An analysis about judging whether a car from auctions has issues by fitting multiple machine learning models based on R.
The purpose of this project is to learning the philosophy between cars tradings. It is a practise of employing machine learning methods.
The original data is collected from kaggle Don't get kicked!, which is the same as csv files in orinigal_data folder. The original kaggle test has already closed the evaluation access, thus there is no specific rank for this project.
Entity:
- Environment: R (R Markdown), Tableau
- Data resource: kaggle Don't get kicked!
- Models: classification tree model, Random Forest, XGBoost, support vector machine, neutral network
- Libraries: caret, randomForest, xgboost, nnet, pROC, etc.
- Other: PCA knowledge is also needed.
- Import all
.rmd
files and install libraries as needed.
The files is currently set to knit to word document.

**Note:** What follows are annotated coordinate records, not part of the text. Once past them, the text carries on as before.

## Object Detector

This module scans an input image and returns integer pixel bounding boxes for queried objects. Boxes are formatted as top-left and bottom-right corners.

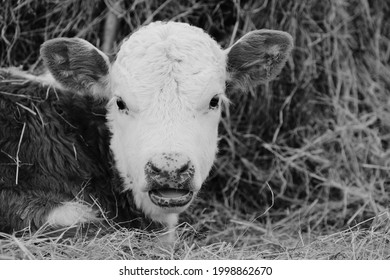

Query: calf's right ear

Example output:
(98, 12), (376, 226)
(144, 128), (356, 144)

(41, 38), (110, 98)
(226, 29), (293, 91)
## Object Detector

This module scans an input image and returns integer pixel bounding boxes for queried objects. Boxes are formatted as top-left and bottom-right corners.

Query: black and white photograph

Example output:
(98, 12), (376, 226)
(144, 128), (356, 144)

(0, 0), (390, 272)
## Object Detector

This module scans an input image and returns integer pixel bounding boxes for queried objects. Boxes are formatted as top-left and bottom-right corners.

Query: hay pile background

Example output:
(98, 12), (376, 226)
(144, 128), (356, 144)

(0, 0), (390, 259)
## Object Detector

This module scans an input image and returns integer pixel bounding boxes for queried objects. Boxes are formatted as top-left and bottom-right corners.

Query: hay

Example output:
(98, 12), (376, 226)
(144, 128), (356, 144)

(0, 0), (390, 258)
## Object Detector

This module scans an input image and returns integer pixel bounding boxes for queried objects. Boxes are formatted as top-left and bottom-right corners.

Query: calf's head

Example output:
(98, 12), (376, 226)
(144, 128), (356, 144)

(41, 22), (292, 225)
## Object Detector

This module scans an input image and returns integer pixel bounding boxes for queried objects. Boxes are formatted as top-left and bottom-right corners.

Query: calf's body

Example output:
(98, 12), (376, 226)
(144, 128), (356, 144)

(0, 71), (158, 232)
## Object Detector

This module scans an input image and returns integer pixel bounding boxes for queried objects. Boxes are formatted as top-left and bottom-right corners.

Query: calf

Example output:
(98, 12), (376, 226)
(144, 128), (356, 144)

(0, 22), (292, 238)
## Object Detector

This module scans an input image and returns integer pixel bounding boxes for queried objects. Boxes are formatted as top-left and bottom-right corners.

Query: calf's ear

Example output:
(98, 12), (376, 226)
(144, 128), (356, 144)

(41, 38), (110, 98)
(226, 29), (293, 91)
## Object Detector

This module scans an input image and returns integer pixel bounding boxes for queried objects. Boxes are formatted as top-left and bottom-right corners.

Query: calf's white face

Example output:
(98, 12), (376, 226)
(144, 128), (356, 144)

(41, 22), (292, 228)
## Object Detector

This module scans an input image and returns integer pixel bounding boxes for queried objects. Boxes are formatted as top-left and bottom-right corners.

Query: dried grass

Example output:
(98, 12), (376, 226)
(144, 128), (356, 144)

(0, 0), (390, 259)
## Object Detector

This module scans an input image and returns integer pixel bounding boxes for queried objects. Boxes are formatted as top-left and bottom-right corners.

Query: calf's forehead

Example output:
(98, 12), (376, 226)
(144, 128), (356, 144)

(111, 23), (226, 102)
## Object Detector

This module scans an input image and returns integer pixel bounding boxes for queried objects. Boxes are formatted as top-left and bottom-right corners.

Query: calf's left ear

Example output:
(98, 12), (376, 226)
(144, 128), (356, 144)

(41, 38), (110, 97)
(226, 29), (293, 91)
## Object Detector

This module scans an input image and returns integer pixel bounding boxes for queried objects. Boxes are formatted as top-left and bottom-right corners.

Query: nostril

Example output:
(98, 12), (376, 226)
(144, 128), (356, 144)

(179, 162), (190, 173)
(149, 163), (161, 173)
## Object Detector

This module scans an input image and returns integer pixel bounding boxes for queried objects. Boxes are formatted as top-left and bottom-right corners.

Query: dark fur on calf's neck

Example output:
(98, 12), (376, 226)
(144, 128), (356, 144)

(0, 73), (161, 232)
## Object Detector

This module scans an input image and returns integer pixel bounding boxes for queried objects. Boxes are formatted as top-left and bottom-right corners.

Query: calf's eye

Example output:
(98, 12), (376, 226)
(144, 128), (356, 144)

(116, 97), (127, 110)
(209, 95), (219, 109)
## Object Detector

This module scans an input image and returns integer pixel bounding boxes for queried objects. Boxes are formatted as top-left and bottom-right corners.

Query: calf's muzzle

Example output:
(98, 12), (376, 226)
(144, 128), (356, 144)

(145, 153), (195, 208)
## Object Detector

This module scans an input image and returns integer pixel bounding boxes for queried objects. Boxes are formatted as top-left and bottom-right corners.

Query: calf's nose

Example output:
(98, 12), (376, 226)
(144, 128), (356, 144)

(145, 153), (195, 181)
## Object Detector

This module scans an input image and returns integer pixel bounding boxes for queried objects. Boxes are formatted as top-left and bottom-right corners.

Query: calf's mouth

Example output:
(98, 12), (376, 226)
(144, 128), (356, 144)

(149, 187), (194, 208)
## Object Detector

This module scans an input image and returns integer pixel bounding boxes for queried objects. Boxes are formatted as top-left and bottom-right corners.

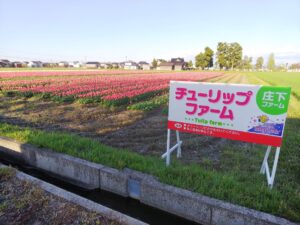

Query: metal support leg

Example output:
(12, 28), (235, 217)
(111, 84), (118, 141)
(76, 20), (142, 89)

(161, 129), (182, 166)
(260, 146), (280, 188)
(166, 129), (171, 166)
(260, 145), (271, 174)
(176, 130), (182, 158)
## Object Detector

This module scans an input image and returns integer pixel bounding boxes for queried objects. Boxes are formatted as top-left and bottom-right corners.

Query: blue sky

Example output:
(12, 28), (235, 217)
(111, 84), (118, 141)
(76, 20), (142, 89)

(0, 0), (300, 62)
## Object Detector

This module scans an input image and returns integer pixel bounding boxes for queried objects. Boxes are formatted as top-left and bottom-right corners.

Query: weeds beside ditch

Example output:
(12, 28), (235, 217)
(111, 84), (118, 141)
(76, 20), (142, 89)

(0, 123), (300, 221)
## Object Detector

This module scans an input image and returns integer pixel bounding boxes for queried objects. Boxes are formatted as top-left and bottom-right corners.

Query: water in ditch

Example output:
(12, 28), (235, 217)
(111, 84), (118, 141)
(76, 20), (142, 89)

(0, 153), (202, 225)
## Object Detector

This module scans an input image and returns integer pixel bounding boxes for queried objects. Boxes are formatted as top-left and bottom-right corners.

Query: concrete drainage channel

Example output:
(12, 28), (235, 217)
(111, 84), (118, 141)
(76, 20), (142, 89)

(0, 137), (296, 225)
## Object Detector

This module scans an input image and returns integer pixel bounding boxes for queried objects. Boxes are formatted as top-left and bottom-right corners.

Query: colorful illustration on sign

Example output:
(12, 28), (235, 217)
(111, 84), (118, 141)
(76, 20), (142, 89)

(168, 81), (291, 146)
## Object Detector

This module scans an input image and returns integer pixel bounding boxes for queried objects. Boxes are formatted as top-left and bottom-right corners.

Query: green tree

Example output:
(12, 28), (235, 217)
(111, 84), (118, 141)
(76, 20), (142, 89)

(255, 56), (264, 70)
(217, 42), (228, 69)
(217, 42), (243, 69)
(240, 55), (252, 70)
(267, 53), (275, 71)
(152, 59), (157, 68)
(204, 47), (214, 68)
(195, 47), (214, 69)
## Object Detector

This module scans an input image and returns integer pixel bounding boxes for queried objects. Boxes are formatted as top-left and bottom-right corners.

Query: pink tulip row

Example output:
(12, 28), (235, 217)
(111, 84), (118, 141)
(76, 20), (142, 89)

(0, 70), (161, 78)
(0, 72), (221, 101)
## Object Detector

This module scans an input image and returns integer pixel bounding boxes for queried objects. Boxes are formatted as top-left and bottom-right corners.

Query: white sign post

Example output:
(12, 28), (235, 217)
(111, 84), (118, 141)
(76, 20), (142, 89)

(162, 81), (291, 188)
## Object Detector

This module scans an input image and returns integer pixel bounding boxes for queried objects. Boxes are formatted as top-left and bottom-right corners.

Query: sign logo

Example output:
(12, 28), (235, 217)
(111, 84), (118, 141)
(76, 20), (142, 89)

(168, 81), (291, 147)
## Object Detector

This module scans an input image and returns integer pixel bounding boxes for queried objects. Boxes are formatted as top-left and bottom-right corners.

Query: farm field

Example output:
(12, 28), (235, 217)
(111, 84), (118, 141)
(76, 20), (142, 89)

(0, 71), (300, 221)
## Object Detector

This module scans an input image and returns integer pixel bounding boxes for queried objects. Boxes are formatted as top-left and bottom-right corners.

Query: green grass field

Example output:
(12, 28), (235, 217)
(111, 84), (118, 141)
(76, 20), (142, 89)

(0, 72), (300, 222)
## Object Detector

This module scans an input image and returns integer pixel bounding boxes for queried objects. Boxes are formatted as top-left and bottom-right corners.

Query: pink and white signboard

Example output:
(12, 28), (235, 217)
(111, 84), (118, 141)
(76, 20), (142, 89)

(168, 81), (291, 147)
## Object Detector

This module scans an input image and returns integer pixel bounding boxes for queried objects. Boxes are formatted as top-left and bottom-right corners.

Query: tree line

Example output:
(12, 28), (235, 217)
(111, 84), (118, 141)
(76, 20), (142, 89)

(195, 42), (276, 70)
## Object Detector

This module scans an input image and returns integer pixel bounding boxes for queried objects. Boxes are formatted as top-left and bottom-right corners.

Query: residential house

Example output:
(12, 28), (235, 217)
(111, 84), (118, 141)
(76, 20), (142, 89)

(69, 61), (82, 68)
(11, 61), (23, 68)
(124, 61), (139, 70)
(85, 62), (100, 69)
(111, 62), (120, 69)
(27, 61), (43, 67)
(171, 58), (187, 70)
(0, 59), (11, 67)
(58, 61), (69, 68)
(139, 61), (150, 70)
(156, 62), (174, 70)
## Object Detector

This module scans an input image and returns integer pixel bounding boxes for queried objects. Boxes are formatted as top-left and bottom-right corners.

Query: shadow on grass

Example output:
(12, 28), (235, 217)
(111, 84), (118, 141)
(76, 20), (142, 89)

(0, 119), (300, 221)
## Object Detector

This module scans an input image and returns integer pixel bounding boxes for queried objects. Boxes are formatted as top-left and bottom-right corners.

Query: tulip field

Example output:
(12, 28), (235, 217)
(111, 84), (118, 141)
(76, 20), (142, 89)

(0, 70), (300, 222)
(0, 71), (222, 105)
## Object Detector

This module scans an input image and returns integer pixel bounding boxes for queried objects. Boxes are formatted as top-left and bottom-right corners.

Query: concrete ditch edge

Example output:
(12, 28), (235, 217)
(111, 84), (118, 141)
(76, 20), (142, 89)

(0, 137), (299, 225)
(0, 164), (147, 225)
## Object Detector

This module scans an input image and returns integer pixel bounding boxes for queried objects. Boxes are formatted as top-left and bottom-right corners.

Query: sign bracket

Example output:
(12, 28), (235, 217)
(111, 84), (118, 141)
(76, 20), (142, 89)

(260, 145), (280, 188)
(161, 129), (182, 166)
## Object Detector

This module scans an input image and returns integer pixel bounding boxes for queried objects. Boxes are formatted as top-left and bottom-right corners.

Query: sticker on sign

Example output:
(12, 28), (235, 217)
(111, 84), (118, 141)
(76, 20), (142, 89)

(168, 81), (291, 147)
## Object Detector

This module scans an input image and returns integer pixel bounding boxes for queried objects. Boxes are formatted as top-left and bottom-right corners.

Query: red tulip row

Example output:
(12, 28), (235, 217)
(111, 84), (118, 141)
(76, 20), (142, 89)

(0, 71), (221, 101)
(0, 70), (157, 78)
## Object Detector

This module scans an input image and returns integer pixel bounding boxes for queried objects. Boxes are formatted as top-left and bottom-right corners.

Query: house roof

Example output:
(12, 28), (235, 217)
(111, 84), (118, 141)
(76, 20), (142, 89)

(139, 61), (149, 65)
(159, 62), (174, 66)
(171, 58), (184, 63)
(86, 62), (100, 65)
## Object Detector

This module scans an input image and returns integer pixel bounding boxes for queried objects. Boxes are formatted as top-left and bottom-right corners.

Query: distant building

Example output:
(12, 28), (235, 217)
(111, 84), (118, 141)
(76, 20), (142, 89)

(124, 61), (139, 70)
(156, 62), (174, 70)
(157, 58), (187, 70)
(58, 61), (69, 67)
(139, 61), (150, 70)
(11, 62), (23, 68)
(171, 58), (187, 70)
(111, 62), (120, 69)
(0, 59), (11, 67)
(85, 62), (100, 69)
(27, 61), (43, 68)
(69, 61), (82, 68)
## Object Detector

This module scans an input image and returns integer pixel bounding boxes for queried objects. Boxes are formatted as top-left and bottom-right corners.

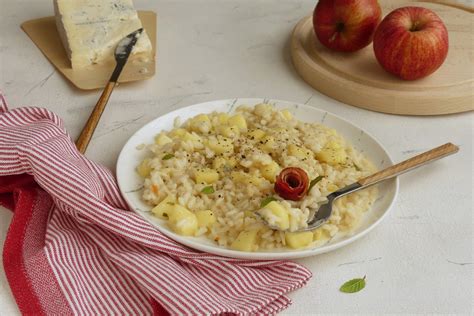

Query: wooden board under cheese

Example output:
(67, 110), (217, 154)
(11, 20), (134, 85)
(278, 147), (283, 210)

(21, 11), (156, 90)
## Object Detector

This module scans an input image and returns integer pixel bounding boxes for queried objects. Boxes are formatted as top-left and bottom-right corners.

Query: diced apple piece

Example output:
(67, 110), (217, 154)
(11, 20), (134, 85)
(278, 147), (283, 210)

(218, 126), (240, 138)
(254, 103), (272, 116)
(137, 158), (152, 178)
(230, 229), (258, 251)
(168, 204), (198, 236)
(285, 232), (313, 249)
(182, 132), (202, 145)
(287, 144), (313, 159)
(260, 161), (280, 183)
(194, 168), (219, 184)
(168, 128), (187, 138)
(281, 109), (293, 121)
(155, 133), (172, 146)
(189, 114), (211, 133)
(247, 128), (265, 140)
(228, 114), (247, 132)
(257, 201), (290, 230)
(195, 210), (216, 228)
(207, 136), (234, 154)
(217, 113), (229, 124)
(316, 141), (347, 165)
(151, 195), (176, 218)
(260, 136), (276, 153)
(212, 157), (237, 170)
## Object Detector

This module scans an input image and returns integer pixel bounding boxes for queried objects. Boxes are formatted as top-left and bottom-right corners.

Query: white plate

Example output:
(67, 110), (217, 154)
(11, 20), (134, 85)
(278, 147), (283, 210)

(117, 99), (398, 259)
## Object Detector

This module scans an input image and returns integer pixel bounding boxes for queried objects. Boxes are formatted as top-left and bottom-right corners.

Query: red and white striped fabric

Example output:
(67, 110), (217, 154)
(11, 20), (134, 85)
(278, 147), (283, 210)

(0, 94), (311, 315)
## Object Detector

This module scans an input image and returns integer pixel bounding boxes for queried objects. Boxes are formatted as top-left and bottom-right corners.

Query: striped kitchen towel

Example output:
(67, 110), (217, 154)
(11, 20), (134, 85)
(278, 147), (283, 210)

(0, 95), (311, 315)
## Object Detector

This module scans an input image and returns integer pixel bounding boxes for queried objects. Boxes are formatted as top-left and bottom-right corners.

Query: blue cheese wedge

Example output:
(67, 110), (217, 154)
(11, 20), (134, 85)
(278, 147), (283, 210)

(54, 0), (153, 69)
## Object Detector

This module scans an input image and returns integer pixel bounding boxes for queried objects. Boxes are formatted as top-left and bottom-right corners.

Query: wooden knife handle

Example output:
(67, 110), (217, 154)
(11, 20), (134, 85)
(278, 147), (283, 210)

(357, 143), (459, 186)
(76, 81), (116, 153)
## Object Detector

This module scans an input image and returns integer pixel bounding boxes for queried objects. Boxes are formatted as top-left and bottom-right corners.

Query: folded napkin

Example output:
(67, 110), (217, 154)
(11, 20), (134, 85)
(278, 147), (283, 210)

(0, 94), (311, 315)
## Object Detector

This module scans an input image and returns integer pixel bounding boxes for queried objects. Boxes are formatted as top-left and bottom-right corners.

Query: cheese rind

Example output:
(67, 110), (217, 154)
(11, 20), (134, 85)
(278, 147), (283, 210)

(54, 0), (153, 69)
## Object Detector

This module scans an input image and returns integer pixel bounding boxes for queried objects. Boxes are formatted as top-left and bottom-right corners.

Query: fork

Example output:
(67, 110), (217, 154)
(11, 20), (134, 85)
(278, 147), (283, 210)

(257, 143), (459, 231)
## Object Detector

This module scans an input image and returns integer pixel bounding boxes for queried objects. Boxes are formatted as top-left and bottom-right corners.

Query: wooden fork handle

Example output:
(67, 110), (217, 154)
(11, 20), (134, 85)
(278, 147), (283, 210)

(358, 143), (459, 186)
(76, 81), (117, 153)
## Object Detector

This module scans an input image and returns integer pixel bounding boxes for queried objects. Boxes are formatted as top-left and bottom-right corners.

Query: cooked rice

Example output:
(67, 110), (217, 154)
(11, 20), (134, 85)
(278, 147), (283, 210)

(137, 104), (377, 251)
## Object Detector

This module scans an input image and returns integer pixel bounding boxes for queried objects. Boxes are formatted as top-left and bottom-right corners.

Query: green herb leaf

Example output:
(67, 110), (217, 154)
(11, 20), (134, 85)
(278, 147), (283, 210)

(260, 196), (276, 207)
(201, 185), (215, 194)
(339, 276), (365, 293)
(308, 176), (324, 192)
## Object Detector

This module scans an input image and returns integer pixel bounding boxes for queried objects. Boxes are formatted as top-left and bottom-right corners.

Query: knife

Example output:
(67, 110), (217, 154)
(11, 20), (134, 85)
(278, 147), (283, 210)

(76, 28), (143, 153)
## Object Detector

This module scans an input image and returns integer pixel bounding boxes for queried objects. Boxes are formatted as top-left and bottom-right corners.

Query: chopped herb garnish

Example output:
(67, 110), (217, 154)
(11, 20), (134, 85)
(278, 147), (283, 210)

(201, 185), (215, 194)
(308, 176), (324, 192)
(260, 196), (276, 207)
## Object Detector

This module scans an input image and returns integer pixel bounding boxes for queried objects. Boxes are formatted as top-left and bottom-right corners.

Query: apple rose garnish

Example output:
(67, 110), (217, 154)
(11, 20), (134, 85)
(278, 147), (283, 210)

(275, 167), (309, 201)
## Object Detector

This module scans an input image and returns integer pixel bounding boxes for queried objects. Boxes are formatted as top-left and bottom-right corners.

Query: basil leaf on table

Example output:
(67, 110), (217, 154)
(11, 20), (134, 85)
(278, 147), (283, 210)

(339, 276), (365, 293)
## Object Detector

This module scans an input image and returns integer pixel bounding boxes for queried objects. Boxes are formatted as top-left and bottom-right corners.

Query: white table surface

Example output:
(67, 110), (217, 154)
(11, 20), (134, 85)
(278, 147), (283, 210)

(0, 0), (474, 315)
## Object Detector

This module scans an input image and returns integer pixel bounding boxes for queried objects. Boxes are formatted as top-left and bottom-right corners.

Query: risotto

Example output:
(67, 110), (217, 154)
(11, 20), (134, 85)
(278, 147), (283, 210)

(137, 104), (377, 251)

In this project, data is first cleaned with preprocessing and feature selection methods, and second analyzed with multiple machine learning models, and then evaluated considering roc when applying different models.
-
Tree model
Five variables are chosen for classification tree model according to gini index. After and additional cross-validation check, further improvement is made by changing model complexity to pruning the tree.
In terms of the auc and recall rate, the best current model is nnet, which gives a 59.48% recall rate, this is based on cutoff value where having the J statistic (Sensitivity+Specificity-1) maximal.
This is a group project for a course. My teammate Wendy, Nina, Andi and I worked together to accomplish this work.